He darted out of my studio and into his own, where I heard him throwing things about, opening trunks and closets, and talking to himself. I relighted my pipe, seated myself, and waited, wondering what had upset him. After a time he returned, much calmer, and holding in one hand a painting, in the other a small tintype, the faces of which he concealed from me.
"Our finite minds," he said, as he stood above me, "consider only what appeals to the five senses. Our subconscious minds consider the infinite, in which there is neither time, nor space, nor distance. That mutiny and murder has occurred, is occurring, and will occur. You have dipped into the infinite, that is all. Look!"
He showed me the painting. It was dusty and dingy, but, with a few minor exceptions of detail, the exact duplicate of the painting on my easel!
"I painted this thirty years ago," he said, "and for twenty-five years it has lain at the bottom of an old trunk. The subject was too grisly for the market, and I did not try to sell it."
While I stared, open-eyed and open-mouthed, at his picture, and my pipe went out from my irregular, gasping breathing, he held before me the tintype. It was the picture of a young man clad in cheap, ready-made garments—the "store clothes" of the farmer, or the "shore clothes" of the sailor. And the face was the face that I had conceived for the man held aloft by the negro in my painting!
"I was that young fellow," he said, "and this tintype was taken at the end of that voyage."
"What does it mean?" I gasped. "Have I read your mind?"

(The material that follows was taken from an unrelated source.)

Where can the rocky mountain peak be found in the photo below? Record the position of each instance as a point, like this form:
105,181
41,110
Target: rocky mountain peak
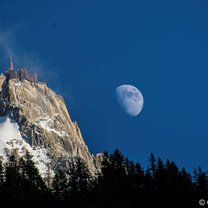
42,122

"I do not know. It depends upon what else you know yourself. Can you tell me what killed those men? Can you tell me what killed the nigger, so that instead of being thrown twenty feet I merely slid down from his grip and bumped my elbow on the ice? Ice, understand, near the equator, in the Indian Ocean."
"I do not know," I choked. "Did this happen? When did it happen?"
"Nearly fifty years ago, when I was 'fore the mast, unable to understand. But it was one of the influences that led me to the study of science. Perhaps I could understand now, if I had the data. But I cannot remember, and I have not your power of intuition. It is a wonderful power, but as likely to harm as to help you. Have you studied physics at all?"